Later, Stacy, Rigby and Lucy took a little nap in a parking lot while Erik took a quick 3/4 mile hike to Bubble Rock. Going up the steep gap between South Bubble and North Bubble (rounded mountains), the trail gave me a short route to Bubble Rock, which is perched high above the Park Loop Road on the summit of the South Bubble. The fog enveloped me as I made it to the top, some 700 feet above sea level.

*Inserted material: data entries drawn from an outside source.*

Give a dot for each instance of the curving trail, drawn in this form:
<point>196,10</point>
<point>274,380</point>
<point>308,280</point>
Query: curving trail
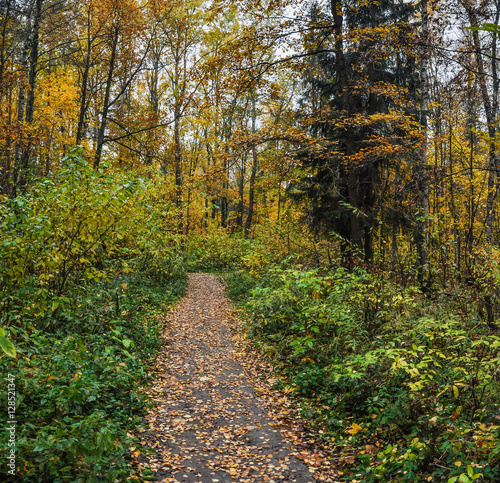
<point>212,423</point>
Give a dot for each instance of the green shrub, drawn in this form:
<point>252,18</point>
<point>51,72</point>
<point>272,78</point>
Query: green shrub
<point>396,381</point>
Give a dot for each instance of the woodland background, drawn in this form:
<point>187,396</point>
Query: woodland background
<point>339,161</point>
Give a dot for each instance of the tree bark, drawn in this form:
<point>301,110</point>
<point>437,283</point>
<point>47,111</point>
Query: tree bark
<point>105,108</point>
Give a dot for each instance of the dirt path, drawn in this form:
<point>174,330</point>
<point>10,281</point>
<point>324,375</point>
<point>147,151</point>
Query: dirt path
<point>213,422</point>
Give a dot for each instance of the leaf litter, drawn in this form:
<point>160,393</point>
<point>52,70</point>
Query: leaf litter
<point>217,417</point>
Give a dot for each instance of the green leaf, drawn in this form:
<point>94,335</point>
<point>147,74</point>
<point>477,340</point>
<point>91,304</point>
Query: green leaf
<point>7,346</point>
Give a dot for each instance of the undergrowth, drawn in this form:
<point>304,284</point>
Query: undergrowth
<point>89,265</point>
<point>405,388</point>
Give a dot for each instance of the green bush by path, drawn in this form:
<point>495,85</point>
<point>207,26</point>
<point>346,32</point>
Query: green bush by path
<point>80,393</point>
<point>406,389</point>
<point>89,262</point>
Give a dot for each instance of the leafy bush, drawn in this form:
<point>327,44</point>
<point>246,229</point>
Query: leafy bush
<point>76,229</point>
<point>79,393</point>
<point>216,251</point>
<point>89,260</point>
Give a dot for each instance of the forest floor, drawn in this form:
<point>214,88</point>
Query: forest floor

The final stop of our brief tour of Acadia was Cadillac Mountain. Even after being sheared off by the glaciers many, many years ago, it remains the highest point along the North Atlantic Seaboard at 1,532 feet above sea level. It usually provides spectacular panoramic views of the island and ocean, however, today a heavy fog took over. Driving to the top, we could barely see the road in front of us. What a unique experience. The wind was biting and cold. Erik hiked the perimeter of the summit. One cool fact is that Cadillac is the first place to view sunrise in the United States during the winter months.
Upon leaving the park, and all too soon, we decided to stop in Bangor for dinner and a quick tour. We stopped in the town square area, where a concert and festival were going on. It was neat to see so many locals out on a Saturday night enjoying music, beer and the 65 degree weather. We ate just across the street at Thai Siam, getting our fix of some tasty Asian food.
We drove back to Portland under a beautiful starry sky, once again thankul that Maine does not allow billboards - no distracting lights!! We stopped on a ramp at one point for a pit stop. Looking up to the sky, we saw the most brilliant view of the Big Dipper we have ever seen. The stars just popped out of the sky. What a sight!
We got back to Portland just after 11 p.m. For the day, we traveled 414 miles and were gone for 15 hours.